Il sindaco non c’è. O meglio, è temporaneamente assente. Insomma, Beppe Sala si è dato una calmata. Ieri si è concesso un sabato di meritato riposo dopo aver mandato in fibrillazione il mondo politico non solo milanese. Non sarebbe giusto liquidare la sua singolare autosospensione come una sceneggiata, semplicemente ha prevalso lo stato d’animo di un uomo impulsivo che ha reagito ad un avviso di garanzia come se fosse una provocazione. Un colpo di testa che, visti gli esiti, si è trasformato in un’abile strategia politica. Il suo mezzo passo indietro, infatti, sembra la mossa più azzeccata da quando ha deciso di smettere di fare il manager.

Tutti lo vogliono, tutti lo stimano, lo implorano i poteri forti e i poteri deboli, anche gli avversari più tosti gli chiedono di tornare al lavoro, dal cardinale fino all’ultimo degli usceri non c’è nessuno che abbia il benché minimo dubbio sull’onestà del primo cittadino di Milano. Incredibile. Beppe Sala negli ultimi anni è stato accusato di tutto e da tutti senza che la Procura generale di Milano avesse mai detto alcunché sul suo operato da manager di Expo (hanno arrestato i suoi collaboratori). Eppure se si votasse oggi, che è iscritto nel registro degli indagati con l’accusa di falso ideologico e materiale nell’ambito dell’inchiesta sulla Piastra dell’Expo, vincerebbe con un margine di voti più ampio dello scorso giugno.

E adesso? In vista, forse già lunedì, dovrebbe esserci il chiarimento con i magistrati che Beppe Sala di fatto è riuscito ad anticipare con la forzatura dell’autosospensione. Se oltre alle accuse contestate non dovesse esserci altro, il sindaco – assistito dall’avvocato Salvatore Scuto – potrà tornare serenamente al suo posto per spiegare ai cittadini di non aver commesso il reato che gli contesta la Procura generale. Se invece il quadro accusatorio si dovesse ulteriormente complicare, allora non gli resterebbe altro che dimettersi. Ma nessuno oggi tra i suoi sostenitori se la sentirebbe di scommettere su questa seconda ipotesi.

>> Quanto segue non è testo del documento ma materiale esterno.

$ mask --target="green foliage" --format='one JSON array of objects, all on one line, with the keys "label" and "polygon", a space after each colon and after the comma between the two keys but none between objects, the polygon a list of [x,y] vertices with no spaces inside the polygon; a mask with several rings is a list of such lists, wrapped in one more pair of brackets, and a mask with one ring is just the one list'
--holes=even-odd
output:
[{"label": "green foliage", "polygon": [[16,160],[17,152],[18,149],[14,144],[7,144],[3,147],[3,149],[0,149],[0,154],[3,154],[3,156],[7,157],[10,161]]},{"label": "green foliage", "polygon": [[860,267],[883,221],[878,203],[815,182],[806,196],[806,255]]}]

In ogni caso la “vacanza” di Beppe Sala non potrà continuare a lungo. In pochi giorni la vicenda dovrebbe essere chiarita. Questo lasciano intendere le dichiarazioni di Anna Scavuzzo, che per la prima volta si è relazionata con la stampa nella sua funzione di quasi sindaca, e dell’assessore al Welfare Pierfrancesco Majorino: “Sono convinto che la vicenda si chiuderà presto e che il sindaco ne uscirà bene, sono certo che la città abbia bisogno della sua guida, non conosco cose particolarmente segrete, è solo un ragionamento di buon senso”.

Intanto il pressing sul sindaco continua. Ieri, dopo il capo dell’Anac Raffaele Cantone, un altro pezzo da novanta della legalità, l’ex pm Gherardo Colombo, ha caldeggiato il ritorno immediato di Beppe Sala a Palazzo Marino. Con una nota. Il Comitato per la legalità del Comune di Milano, presieduto dall’uomo simbolo di Mani Pulite, “ritiene, sulla base di quanto appreso sulla vicenda, che non vi siano motivi per protrarre l’autosospensione del sindaco e confida nella pronta ripresa dell’esercizio delle piene funzioni al servizio della città”. Ma l’attestato di solidarietà più “rumoroso” ieri è arrivato da una lettera scritta a Sala da 71 sindaci italiani – 24 di capoluogo di provincia e 47 di altri comuni – che sottolineano la difficoltà di esercitare le loro funzioni se semplici atti dovuti della magistratura si trasformano in “processi sommari e mediatici”.

Il messaggio – nel rispetto delle decisioni della magistratura, “anche quando non appaiono convincenti” – è questo: Beppe Sala ha fatto un gesto di grande sensibilità, “tuttavia se passa il messaggio che di fronte a un semplice avviso di garanzia un amministratore è gravemente indebolito nell’esercizio delle sue funzioni, si determinano tre gravi conseguenze”. Primo: “Subisce un danno lo stato di diritto”. Secondo: “Le nostre città precipitano in una condizione di ingovernabilità”. Terzo: “La reputazione subisce un duro colpo”. Questo vale, scrivono i sindaci, a Roma come a Milano, a Livorno come a Parma, a Siracusa come a Genova.

Alla Procura generale di Milano, che con l’avviso di garanzia a mezzo stampa avrà fatto il suo dovere, staranno fischiando le orecchie.